Les mouvements féministes

Les mouvements féministes, tels qu’ils sont connus aujourd’hui avec leurs structures, leurs statuts, leurs langages et leurs modes d’action, sont apparus en Afrique subsaharienne après les indépendances (Sow 2012). Par « mouvements féministes », nous entendons toutes les pratiques et les organisations qui permettent aux femmes de participer à l’action politique organisée (Lamoureux 1992). Ces mouvements revêtent une double dimension de socialisation : d’une part, une socialisation individuelle selon laquelle les femmes sortent de l’isolement familial ou privé en pénétrant de façon jubilatoire dans l’espace public; d’autre part, une socialisation au sens de la création de nouvelles formes de liens sociaux, soit une solidarité entre femmes (sororité) qui prétend inventer de nouvelles formes d’expression (Zaidman 2007).

Le féminisme africain

Le féminisme, pour parler simplement, est un mouvement politique et intellectuel international pour confronter la subordination de femmes. Il a de nombreuses racines et trajectoires, dont certaines sont indiscutablement transnationales, en ce sens qu’elles révèlent les rapports entre les manifestations locales et mondiales de la subordination actuelle.

Mama 2002 : 2

Le préambule de la Charte des principes féministes pour les féministes d’Afrique, justifie la pertinence du féminisme africain en ces termes : « Nous réclamons le droit et l’espace d’être des féministes africaines » (African Women’s Development Fund 2007 : 7) et de lutter contre la subordination des femmes. Nier le sexisme de nos cultures, les différences de statut de même que les inégalités entre hommes et femmes, aggravées par toutes les mutations politiques et économiques, culturelles et religieuses, passées et présentes, constitue une préoccupation majeure de développement (Sow 2012). La nécessité du féminisme africain se fonde aussi sur l’exclusion des expériences des Africaines des mouvements féministes occidentaux, qui occultent très souvent leurs problèmes, leurs réalités et leurs conditions de vie. Pourtant, lorsqu’on analyse les réalités africaines sur la base des revendications occidentales, on note des distorsions, des incohérences linguistiques et souvent une incompréhension totale, car les catégories sociales et les institutions ne sont pas comparables (Oyewùmí 2002 : 6-7). Le féminisme africain permet d’éviter ces écueils. Il peut donc être défini comme un ensemble de courants féministes établis par des Africaines, qui prennent précisément en considération la condition et les besoins des Africaines résidant sur le continent africain. Cependant, le féminisme africain reste dépendant de l’aide financière des pays occidentaux et de l’idéologie des mouvements féministes du Nord. Dès lors, les programmes et les stratégies d’actions mises en oeuvre sur le terrain par les mouvements féministes africains subissent l’influence de ceux du Nord. Ce manque d’autonomie nécessite une décolonisation du féminisme africain.

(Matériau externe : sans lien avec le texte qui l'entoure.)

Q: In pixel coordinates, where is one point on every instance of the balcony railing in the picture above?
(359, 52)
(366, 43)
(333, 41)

Les savoirs locaux endogènes

Une riche terminologie est employée pour désigner les savoirs locaux ou endogènes : savoirs traditionnels, autochtones, indigènes, folkloriques, vernaculaires, sauvages, informels, populaires, quotidiens, etc. Malgré leur diversité, ces concepts recouvrent, selon Béatrice Collignon (2005 : 2), le même champ : celui des savoirs considérés comme « non scientifiques », du moins sur le plan méthodologique. C’est un savoir fréquemment confronté aux dernières nouveautés du savoir « scientifique » ou « scientifico-technique » de l’expertise occidentale. Il est évolutif, basé généralement sur la transmission orale des connaissances spécifiques (sur l’éducation, l’agriculture, l’élevage, les ressources naturelles, etc.) d’une génération à l’autre, et continuellement enrichi par de nouveaux éléments du savoir contemporain. Son approche empirique permet de découvrir, de décrire et d’utiliser de nombreuses ressources naturelles avec lesquelles la société visée est associée dans l’espace et le temps. À juste titre, Paulin Hountondji (1994) souligne l’aspect culturel du savoir endogène, qu’il considère comme une connaissance vécue par la société à titre de partie intégrante de son héritage. Il est donc question de l’ensemble des connaissances acquises par une population locale à travers l’accumulation d’expériences et l’interprétation de l’environnement dans une culture donnée (Warren 1991). Ce savoir comprend les idées, les expériences, les pratiques et les informations qui ont été soit générées localement soit produites en dehors de la communauté, mais qui ont été transformées par la population locale et incorporées au fil du temps aux conditions culturelles agroécologiques et socioéconomiques locales. D’après l’UNESCO (2005 : 233), ce sont « des connaissances, interprétations, systèmes de sens sophistiqués accumulés et développés par des peuples ayant une longue histoire d’interaction avec l’environnement naturel ».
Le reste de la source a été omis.